Research shows that teaching our kids how to be thankful and have gratitude is an evolving, constant process that needs to begin at birth. While some experts say that true empathy and higher level emotions of gratitude can’t be fully recognized and repeated by children until they are approximately 7 years of age, new research has parents rethinking their approaches. Researchers at Yale University in the Infant Cognition Center have been looking into the questions about gratitude. What they have found is that infants as young as 6 months of age show tendencies to prefer characters who are helpful, as oppose to those who aren’t.
It is also becoming more evident that children who are grateful experience benefits that surpass the initial emotion. These children:
- get better grades in school
- have better peer relationships
- are less materialistic
- set higher goals for themselves
- sleep better
- have increased levels of satisfaction
- suffer from fewer headaches and stomach aches
- have higher immunity to viral infections
- have better relationships with family members
What parents wouldn’t want their kids to have these great benefits from an attitude of gratitude? The more difficult question to answer, perhaps, is how do we teach children to be truly grateful? Dr. Emmons talks about the complexity involved with gratitude, and that our children need us to model that characteristic. It involves deep levels of “self-reflection, the ability to admit that one is dependent upon the help of others, and the humility to realize one’s own limitations.” An attitude of gratitude is about being thankful for the little things in life and being strong enough to acknowledge our needs for the actions and words of others in our world.

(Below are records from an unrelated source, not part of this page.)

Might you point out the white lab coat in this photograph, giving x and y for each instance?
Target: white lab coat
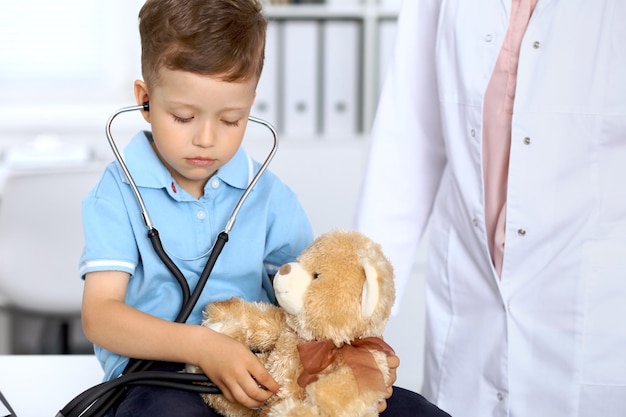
(549, 337)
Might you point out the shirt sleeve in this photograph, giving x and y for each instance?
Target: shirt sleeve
(109, 237)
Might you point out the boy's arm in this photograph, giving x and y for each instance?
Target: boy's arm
(115, 326)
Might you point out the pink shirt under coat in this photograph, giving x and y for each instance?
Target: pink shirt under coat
(497, 118)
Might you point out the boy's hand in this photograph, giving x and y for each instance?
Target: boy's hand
(236, 371)
(393, 362)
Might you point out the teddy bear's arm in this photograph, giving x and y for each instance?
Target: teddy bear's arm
(257, 325)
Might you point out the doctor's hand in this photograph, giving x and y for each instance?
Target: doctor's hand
(393, 362)
(236, 371)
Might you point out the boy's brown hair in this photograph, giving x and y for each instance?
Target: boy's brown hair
(224, 38)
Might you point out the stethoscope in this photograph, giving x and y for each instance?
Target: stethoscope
(97, 400)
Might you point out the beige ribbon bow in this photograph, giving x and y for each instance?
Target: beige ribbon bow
(316, 356)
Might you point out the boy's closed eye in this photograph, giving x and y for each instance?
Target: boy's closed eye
(229, 123)
(180, 119)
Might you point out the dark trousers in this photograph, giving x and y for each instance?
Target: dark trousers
(164, 402)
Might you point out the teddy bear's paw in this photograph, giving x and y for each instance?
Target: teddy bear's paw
(292, 408)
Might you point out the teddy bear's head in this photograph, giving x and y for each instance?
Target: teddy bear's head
(340, 288)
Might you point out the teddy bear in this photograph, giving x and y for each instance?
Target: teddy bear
(322, 343)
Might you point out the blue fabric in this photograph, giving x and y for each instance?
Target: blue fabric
(271, 229)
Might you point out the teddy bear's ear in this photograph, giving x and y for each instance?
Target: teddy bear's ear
(371, 290)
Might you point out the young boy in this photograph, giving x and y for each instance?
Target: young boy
(201, 61)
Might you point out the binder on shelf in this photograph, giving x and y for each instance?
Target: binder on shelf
(387, 40)
(341, 77)
(300, 78)
(5, 408)
(266, 102)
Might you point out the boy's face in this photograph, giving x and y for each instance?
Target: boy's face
(198, 123)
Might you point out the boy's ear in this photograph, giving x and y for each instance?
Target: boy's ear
(142, 96)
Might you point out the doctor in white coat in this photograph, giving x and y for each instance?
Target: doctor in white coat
(526, 311)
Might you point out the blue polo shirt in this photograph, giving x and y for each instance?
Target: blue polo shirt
(271, 229)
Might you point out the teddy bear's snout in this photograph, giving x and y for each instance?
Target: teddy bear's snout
(285, 269)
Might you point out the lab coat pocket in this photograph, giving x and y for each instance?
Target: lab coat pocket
(604, 310)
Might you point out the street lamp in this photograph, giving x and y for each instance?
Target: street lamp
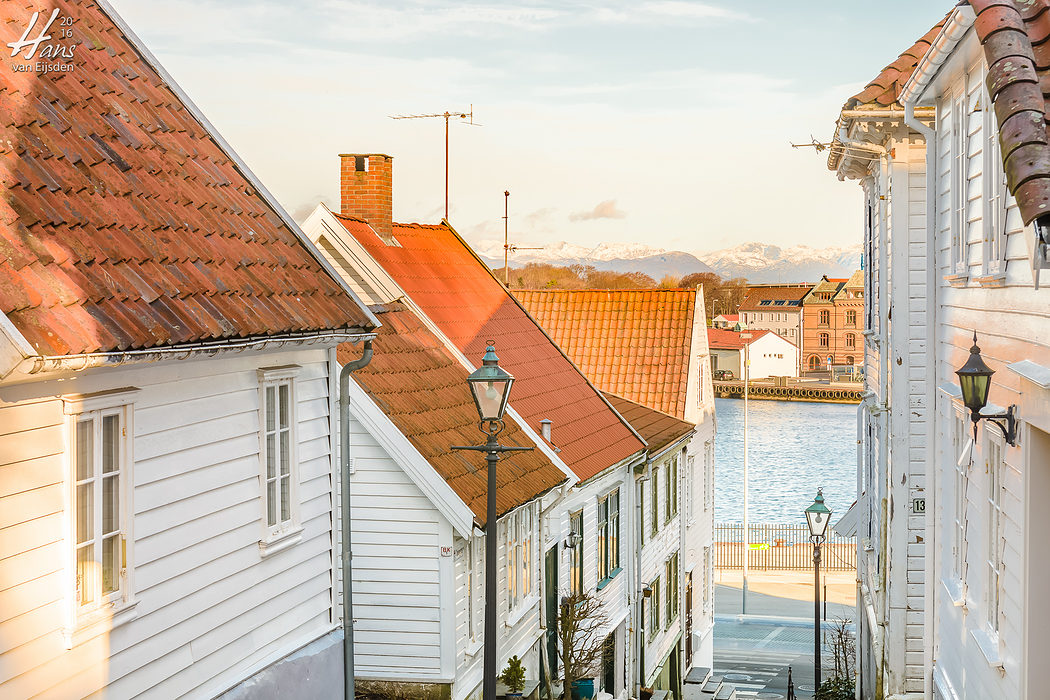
(974, 380)
(490, 388)
(817, 517)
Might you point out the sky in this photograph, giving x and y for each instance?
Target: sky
(657, 122)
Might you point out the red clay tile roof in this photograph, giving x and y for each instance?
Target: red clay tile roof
(124, 225)
(635, 343)
(725, 339)
(456, 291)
(658, 428)
(758, 294)
(422, 388)
(885, 89)
(1014, 36)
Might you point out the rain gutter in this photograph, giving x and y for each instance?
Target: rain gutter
(348, 608)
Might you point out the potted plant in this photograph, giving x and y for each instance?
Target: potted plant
(513, 677)
(581, 621)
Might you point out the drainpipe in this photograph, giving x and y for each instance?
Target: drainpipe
(348, 607)
(929, 632)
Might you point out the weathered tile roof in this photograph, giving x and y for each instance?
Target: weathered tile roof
(1014, 35)
(726, 339)
(456, 291)
(422, 388)
(756, 295)
(124, 225)
(635, 343)
(885, 89)
(658, 428)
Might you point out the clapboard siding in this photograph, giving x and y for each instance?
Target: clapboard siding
(209, 605)
(395, 539)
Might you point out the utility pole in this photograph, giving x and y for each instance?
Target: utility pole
(446, 115)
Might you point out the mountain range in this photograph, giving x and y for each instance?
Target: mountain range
(758, 262)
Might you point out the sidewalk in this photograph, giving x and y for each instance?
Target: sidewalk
(784, 593)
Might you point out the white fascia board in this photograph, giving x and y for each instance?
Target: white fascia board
(1033, 372)
(323, 223)
(414, 464)
(959, 22)
(228, 150)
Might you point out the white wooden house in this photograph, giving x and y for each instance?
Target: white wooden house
(418, 518)
(432, 271)
(167, 388)
(964, 516)
(874, 146)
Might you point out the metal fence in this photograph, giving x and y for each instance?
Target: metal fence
(780, 547)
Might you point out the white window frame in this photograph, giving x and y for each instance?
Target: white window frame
(285, 532)
(995, 194)
(994, 466)
(109, 611)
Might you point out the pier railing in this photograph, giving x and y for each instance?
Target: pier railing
(775, 546)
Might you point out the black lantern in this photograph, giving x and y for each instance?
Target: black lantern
(974, 381)
(490, 386)
(817, 515)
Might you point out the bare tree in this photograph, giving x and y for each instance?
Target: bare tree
(581, 623)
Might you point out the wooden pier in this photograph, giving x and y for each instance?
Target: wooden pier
(764, 390)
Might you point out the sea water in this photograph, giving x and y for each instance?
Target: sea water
(793, 448)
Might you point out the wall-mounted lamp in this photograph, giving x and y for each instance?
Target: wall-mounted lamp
(974, 380)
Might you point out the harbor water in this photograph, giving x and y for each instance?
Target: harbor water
(793, 447)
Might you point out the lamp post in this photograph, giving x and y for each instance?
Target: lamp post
(974, 380)
(490, 388)
(817, 516)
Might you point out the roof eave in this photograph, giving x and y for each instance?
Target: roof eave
(959, 23)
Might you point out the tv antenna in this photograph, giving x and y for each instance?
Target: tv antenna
(509, 248)
(447, 115)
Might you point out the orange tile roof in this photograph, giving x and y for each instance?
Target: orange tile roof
(635, 343)
(658, 428)
(726, 339)
(758, 294)
(124, 224)
(422, 388)
(456, 291)
(1014, 36)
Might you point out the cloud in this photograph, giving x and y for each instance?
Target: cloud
(605, 209)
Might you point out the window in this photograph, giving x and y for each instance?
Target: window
(279, 463)
(654, 503)
(608, 537)
(519, 541)
(654, 608)
(671, 488)
(575, 554)
(100, 483)
(995, 541)
(671, 576)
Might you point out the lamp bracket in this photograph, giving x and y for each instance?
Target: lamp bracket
(1006, 422)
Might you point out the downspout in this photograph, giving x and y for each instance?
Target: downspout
(929, 138)
(348, 607)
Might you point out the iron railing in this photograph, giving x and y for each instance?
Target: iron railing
(777, 546)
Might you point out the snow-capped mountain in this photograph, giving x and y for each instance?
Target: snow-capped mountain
(761, 262)
(617, 257)
(757, 262)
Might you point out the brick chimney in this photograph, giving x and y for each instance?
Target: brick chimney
(365, 189)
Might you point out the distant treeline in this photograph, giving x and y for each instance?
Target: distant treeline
(723, 296)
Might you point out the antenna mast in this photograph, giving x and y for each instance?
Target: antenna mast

Tips for Raising Children with Attitudes of Gratitude
Begin when your children are infants, using words that label and identify emotions, creating emotional intelligence and laying the foundation for empathy. Words like appreciate, treasure, and acknowledge can be a part of your vocabulary you use with even the youngest kids. So many times parents think these words are too much for young kids – but if you step back and think about language, there are so many words you never actually remember learning – they were just a part of your environment. Make sure that words of gratitude are a part of your child’s vocabulary and environment.
Distinguish the differences between needs and wants, and practice what you preach. If you want a cappuccino on your way to dropping the kids off at school, don’t say, “I have to make a stop because I need (fill in the blank).” Kids are very perceptive and will soon see even the little luxuries as needs instead of what they truly are – wants we can live without (just not easily some days).
Work together as a family to volunteer. Nothing raises your own gratitude like seeing the struggles of others and children can be very influenced by social issues. Serve at a soup kitchen together, rake someone’s yard, write letters to legislators for social or legal change, or find another passion you can share as a family.
Count your blessings together as a family. Taking time as adults and role models to verbalize what we are thankful for not only teaches our children, but it helps us identify those really important things in lives. When a son hears his father say at the dinner table that he is thankful that his wife took time to leave him a note in his briefcase, that son hears about love, commitment, and a masculine figure acknowledging someone else with an attitude of gratitude.
Surround yourself with grateful people and be that influence for your kids. It is just as easy to jump on the negative nelly bandwagon as it is to be on the train of gratitude. Kids who hear you complaining about work, family, and finances are missing out on the good and you will be more likely to see them complaining in return. Not often do I find myself cheering for more attitude from my kids, but when it comes to attitude of gratitude, I’ll take all I can get. Gratitude isn’t just for Thanksgiving, so invite it into your home whenever you get the chance.